Türkiye Odalar ve Borsalar Birliği (TOBB) Başkanı Rifat Hisarcıklıoğlu, reel sektörün nakit ihtiyacının had safhada bulunduğu bir dönemde, bankaların kâr patlaması yaşadığını belirterek, "Bankada mevduata yüzde 12-12.5 faiz veriliyor, kredi almaya gittiğimde ise faiz yüzde 20-25. Yüzde 100 fark var. Böyle bir şey olmaz; bu, insafsızlık. Reel sektör ağlarken bankacılık kesiminin yüzünün gülmesi ve mutlu olabilmesi mümkün değil" dedi.
Ekonomi Gazetecileri Derneği'nin (EGD) Kartepe Ekonomi Zirvesi'ne katılan TOBB Başkanı Rifat Hisarcıklıoğlu, Türkiye ekonomisi üzerine bir sunum yaptı. İmalat sanayiinde Ocak 2009 itibariyle yüzde 25'lere varan düşüşlerin meydana geldiğine işaret eden Hisarcıklıoğlu, yani çalışan her 4 makineden 1'inin artık durduğunu söyledi. 2002'den itibaren hızlı bir büyüme trendine giren Türkiye'nin 2005'ten sonra büyük bir rehavete kapıldığını, bunda sorumlunun sadece yöneticiler değil, kendisi dahil toplumun tamamı olduğunu ifade eden Hisarcıklıoğlu, şu anda en önemli konunun krizi çözmekten ziyade krizi yönetmek olduğunu belirtti.
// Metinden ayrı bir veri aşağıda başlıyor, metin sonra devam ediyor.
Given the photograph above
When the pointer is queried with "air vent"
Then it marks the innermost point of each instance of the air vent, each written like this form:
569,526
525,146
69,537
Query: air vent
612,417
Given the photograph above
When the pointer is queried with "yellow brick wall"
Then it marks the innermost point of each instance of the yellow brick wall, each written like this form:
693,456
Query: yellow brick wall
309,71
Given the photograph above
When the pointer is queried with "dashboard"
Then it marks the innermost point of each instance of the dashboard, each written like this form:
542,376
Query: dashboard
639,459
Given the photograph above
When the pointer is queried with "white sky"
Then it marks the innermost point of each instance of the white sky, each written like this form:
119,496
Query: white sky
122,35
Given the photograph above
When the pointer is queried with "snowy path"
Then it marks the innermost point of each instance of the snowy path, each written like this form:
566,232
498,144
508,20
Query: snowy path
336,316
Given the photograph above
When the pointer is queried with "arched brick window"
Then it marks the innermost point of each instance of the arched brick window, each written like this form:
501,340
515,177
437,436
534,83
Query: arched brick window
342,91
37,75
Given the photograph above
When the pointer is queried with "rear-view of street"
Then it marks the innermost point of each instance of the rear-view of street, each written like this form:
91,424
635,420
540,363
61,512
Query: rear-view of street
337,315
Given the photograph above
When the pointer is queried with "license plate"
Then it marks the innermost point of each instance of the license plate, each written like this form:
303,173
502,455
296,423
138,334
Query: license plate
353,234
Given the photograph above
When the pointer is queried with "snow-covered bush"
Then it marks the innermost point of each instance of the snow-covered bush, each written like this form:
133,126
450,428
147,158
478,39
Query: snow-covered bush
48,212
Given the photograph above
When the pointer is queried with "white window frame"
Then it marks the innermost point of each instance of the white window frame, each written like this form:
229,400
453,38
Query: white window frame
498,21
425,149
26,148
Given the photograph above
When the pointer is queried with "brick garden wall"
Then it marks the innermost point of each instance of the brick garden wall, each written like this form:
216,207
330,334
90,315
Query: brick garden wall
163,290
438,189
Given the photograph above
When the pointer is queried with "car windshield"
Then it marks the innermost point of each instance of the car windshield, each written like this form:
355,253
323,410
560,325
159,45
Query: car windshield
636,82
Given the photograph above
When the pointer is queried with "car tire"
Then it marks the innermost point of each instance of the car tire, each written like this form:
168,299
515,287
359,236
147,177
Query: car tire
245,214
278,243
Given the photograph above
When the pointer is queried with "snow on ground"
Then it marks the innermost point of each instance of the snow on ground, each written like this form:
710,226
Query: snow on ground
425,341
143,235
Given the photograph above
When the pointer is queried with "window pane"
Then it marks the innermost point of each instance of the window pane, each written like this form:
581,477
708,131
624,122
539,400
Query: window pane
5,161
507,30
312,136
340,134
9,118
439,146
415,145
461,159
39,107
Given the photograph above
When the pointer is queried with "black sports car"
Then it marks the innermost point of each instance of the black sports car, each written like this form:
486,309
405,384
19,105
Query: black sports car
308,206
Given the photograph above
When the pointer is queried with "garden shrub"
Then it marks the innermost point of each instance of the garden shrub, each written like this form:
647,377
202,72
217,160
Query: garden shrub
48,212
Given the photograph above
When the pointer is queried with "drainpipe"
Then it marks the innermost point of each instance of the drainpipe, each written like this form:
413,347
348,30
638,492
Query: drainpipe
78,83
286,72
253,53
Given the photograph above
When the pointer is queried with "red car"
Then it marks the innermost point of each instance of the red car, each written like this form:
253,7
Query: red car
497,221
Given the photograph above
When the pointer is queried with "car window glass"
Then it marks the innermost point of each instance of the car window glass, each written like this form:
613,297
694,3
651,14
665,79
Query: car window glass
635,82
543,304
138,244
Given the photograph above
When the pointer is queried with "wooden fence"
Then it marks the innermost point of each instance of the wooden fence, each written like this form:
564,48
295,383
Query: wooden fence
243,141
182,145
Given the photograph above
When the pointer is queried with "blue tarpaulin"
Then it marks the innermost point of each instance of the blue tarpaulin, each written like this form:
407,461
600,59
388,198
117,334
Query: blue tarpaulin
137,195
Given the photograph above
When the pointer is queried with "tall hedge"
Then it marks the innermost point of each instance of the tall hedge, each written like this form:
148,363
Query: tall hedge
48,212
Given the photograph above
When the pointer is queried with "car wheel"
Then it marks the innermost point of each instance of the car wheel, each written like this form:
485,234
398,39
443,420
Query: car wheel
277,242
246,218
"Ekonomideki daralmayı sindirmemiz mümkün değil. Bu böyle giderse daha vahim sonuçlar ortaya çıkabilir. 2008 sonu itibariyle toplam işsiz sayısı 6 milyon kişiye ulaştı. Tarım dışı işsizlik oranı yüzde 17.3 iken, tarım dışı genç işsizlerin oranı ise yüzde 30.3 çıktı. Bu her 3 gençten 1'inin işsiz olduğu anlamına geliyor" diyen Hisarcıklıoğlu, her yıl 750 bin gencin istihdam gücüne katıldığını vurgulayarak büyüyen işsizliğin çok büyük bir tehlike olduğuna işaret etti.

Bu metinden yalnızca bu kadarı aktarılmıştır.